The Wall Street Journal’s Joseph Pereira recently reported Maryland was considering legislation that would ban minimum pricing agreements between manufacturers and retailers. These agreements allow product manufacturers to guarantee their products will be sold for a minimum price over the wholesale rate, and the tactic is often employed to protect the brand value of luxury goods.
While the law may seem sensible on the surface, we must consider the unintended consequences of such legislation. Successful manufacturers spend a lot of money on market research and product development. It is their business to know how much consumers are willing to pay for their products. These companies have made huge investments in their brand image, and will likely do whatever is necessary to protect the value of their logo. If these manufacturers are no longer allowed to guarantee the minimum price through contracts with retailers, they will simply change tactics.
As it is unlikely many retailers will routinely sell products under cost, manufacturers may choose to raise the wholesale prices for their goods.

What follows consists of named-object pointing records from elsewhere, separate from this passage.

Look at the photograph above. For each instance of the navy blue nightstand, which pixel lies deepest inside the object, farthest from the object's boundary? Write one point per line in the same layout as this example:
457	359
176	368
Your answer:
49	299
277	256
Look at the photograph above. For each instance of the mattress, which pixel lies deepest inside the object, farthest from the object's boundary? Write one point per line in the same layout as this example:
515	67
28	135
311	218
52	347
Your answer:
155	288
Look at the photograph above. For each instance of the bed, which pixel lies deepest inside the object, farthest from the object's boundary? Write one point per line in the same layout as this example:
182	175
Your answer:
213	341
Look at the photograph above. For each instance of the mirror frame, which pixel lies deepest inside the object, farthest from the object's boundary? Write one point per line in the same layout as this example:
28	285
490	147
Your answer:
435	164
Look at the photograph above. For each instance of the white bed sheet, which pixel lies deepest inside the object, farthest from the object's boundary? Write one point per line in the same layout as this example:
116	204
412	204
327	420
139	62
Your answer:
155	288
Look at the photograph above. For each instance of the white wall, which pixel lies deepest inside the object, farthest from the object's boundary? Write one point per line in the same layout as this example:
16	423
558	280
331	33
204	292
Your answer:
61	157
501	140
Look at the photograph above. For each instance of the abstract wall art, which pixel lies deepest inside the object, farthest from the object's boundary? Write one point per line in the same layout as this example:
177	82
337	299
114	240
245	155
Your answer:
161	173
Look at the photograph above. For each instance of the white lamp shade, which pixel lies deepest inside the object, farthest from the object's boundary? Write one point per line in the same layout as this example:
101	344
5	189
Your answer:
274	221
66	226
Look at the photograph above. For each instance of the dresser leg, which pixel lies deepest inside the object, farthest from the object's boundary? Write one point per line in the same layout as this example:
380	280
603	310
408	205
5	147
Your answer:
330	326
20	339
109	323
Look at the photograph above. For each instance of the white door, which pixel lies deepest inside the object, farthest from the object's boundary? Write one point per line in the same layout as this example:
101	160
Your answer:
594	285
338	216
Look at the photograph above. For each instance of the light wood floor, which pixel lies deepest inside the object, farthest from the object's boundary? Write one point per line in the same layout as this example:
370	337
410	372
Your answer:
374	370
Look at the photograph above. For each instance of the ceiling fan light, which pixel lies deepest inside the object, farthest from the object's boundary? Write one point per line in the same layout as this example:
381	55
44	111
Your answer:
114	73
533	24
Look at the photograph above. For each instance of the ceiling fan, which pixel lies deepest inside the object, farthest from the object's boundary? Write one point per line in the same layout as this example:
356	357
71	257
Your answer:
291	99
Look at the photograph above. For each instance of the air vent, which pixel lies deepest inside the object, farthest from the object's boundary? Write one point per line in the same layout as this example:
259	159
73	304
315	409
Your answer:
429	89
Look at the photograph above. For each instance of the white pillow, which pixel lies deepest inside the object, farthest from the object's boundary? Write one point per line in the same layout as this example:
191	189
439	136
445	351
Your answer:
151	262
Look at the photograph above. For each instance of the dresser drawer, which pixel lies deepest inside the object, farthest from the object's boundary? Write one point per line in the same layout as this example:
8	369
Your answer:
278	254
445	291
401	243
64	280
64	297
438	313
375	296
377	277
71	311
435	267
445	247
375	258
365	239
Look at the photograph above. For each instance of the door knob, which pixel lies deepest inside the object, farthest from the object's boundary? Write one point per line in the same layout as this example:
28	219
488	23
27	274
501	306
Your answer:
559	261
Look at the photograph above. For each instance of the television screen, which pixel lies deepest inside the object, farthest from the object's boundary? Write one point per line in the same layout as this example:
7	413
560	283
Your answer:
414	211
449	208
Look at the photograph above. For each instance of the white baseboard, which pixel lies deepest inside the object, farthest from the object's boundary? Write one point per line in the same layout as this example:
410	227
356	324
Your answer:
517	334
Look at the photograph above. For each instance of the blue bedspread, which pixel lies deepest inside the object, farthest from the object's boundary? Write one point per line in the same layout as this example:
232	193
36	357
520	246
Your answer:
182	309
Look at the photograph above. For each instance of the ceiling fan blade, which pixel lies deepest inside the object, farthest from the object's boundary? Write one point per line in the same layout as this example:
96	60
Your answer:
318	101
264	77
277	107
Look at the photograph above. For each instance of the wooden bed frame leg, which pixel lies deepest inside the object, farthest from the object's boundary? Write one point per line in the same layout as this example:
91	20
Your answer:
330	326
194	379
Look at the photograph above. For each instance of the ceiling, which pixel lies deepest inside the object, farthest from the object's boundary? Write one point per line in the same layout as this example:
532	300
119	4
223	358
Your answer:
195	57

As the wholesale price rises, retailers would be forced to pass the cost increase to the consumer in order to remain solvent. While consumers might see a price decrease in the short term as manufacturers sell off old stock, this trend would quickly reverse as retailers struggle to maintain an acceptable margin when their stockpiles are depleted.
While this may seem like “common-sense” legislation to protect consumers, a law banning minimum pricing agreements is actually far more likely to increase consumer costs. While the intent of Maryland’s legislators may be sincere, only consumers can dictate the price of their goods. As long as people are willing to pay extra for a particular brand, manufactures will continue to charge extra for it. When brand image no longer matters, and consumers stop purchasing luxury items, then, and only then, will we see a true decline in retail pricing.
Pereira, Joseph. “State Law Targets ‘Minimum Pricing.'” The Wall Street Journal. 28 April 2009: D1+.